Most PC enthusiasts already associate AMD’s cache stacking with 3D V-Cache, which adds extra L3 cache by placing a cache die above or below the compute chiplet. That technology has appeared across multiple product tiers, from Ryzen desktop chips to high-end EPYC server processors. Now, AMD’s latest work suggests the company is investigating stacked cache designs that extend beyond L3, with L2 cache stacking positioned as a potential next move.
The patent describes a stacked cache system built from a first cache die and at least a second cache die, arranged vertically. In one illustrative example, AMD shows a base die connected to a compute die and a cache die, with an additional compute and cache die stacked on top. The example cache module includes four 512KB regions, totaling 2MB of L2 cache, along with cache control circuitry (CCC) to manage data movement in and out of the cache. The design is also presented as scalable, with diagrams indicating configurations that can expand further, including examples up to 4MB.
What makes this concept especially interesting is how AMD aims to avoid a traditional drawback of larger caches: extra latency caused by longer wiring and additional routing stages. Instead of routing connections around the cache, the design places vertical silicon vias in the center of the stacked cache system. This central routing is intended to create “balanced latency,” meaning access times remain consistent across different sections (or halves) of the cache stack. By shortening signal travel distance and minimizing additional wire stages—often described as extra pipeline stages in conventional planar cache layouts—AMD argues it can keep response times low even as cache capacity grows.

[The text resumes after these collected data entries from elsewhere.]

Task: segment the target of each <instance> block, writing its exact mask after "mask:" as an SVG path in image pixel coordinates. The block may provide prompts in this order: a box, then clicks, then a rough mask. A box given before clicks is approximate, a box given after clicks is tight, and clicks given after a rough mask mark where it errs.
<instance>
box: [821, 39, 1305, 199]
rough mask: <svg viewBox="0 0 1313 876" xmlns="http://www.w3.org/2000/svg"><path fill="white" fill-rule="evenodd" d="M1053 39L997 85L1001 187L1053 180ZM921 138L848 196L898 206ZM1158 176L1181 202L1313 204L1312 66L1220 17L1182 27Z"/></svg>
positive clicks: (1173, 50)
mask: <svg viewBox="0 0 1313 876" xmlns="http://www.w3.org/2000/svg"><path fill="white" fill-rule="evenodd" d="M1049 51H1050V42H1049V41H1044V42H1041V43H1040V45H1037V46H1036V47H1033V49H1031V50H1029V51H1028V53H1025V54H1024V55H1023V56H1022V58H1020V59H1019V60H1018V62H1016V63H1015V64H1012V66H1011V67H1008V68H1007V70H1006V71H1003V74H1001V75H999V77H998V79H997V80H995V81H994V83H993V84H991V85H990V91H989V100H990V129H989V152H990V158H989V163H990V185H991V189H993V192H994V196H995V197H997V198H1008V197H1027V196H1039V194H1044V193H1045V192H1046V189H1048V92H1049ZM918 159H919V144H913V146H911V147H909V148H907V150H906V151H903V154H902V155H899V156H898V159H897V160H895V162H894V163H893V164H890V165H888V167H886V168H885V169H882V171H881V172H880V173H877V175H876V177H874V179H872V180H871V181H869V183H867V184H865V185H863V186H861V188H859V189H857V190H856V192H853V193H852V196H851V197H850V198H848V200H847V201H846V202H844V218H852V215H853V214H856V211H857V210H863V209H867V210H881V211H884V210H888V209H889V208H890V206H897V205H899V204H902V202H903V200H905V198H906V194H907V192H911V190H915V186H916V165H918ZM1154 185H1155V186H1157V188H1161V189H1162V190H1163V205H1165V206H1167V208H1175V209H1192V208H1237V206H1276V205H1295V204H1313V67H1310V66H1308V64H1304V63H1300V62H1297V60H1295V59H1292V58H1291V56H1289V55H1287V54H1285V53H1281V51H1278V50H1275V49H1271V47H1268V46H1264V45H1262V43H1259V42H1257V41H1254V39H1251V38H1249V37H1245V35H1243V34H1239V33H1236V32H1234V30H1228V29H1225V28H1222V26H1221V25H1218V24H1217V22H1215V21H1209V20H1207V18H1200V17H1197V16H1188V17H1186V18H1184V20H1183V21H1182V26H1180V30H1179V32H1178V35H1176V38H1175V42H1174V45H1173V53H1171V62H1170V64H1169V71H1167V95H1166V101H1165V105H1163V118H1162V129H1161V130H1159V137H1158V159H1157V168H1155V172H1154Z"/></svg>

AMD’s own comparison in the document highlights the potential payoff. Using a planar (non-stacked) design as an example, a conventional 1MB L2 cache is described as having a typical latency of 14 cycles. Under the proposed stacked approach, a 1MB stacked L2 cache could reduce that to 12 cycles. In other words, the research suggests stacked L2 cache is not just about adding more cache—it may also help achieve similar or better latency than standard single-die cache layouts.
Power efficiency is another major claim. According to the paper, completing cache accesses in fewer cycles can reduce the time the cache must remain active, allowing it to return to idle states sooner. Shorter wire lengths also mean lower capacitance, which can lower power draw and reduce heat generation. With signals traveling less distance and facing less electrical loading, AMD suggests the design can improve data transfer performance while conserving energy.
Of course, a patent and research paper don’t guarantee a near-term product launch, and it could take years before stacked L2 cache appears in shipping hardware. Still, with AMD’s established track record of commercializing stacked cache technology through 3D V-Cache, this new “balanced latency” approach strongly hints at where future AMD CPU—and possibly GPU—architectures could be headed.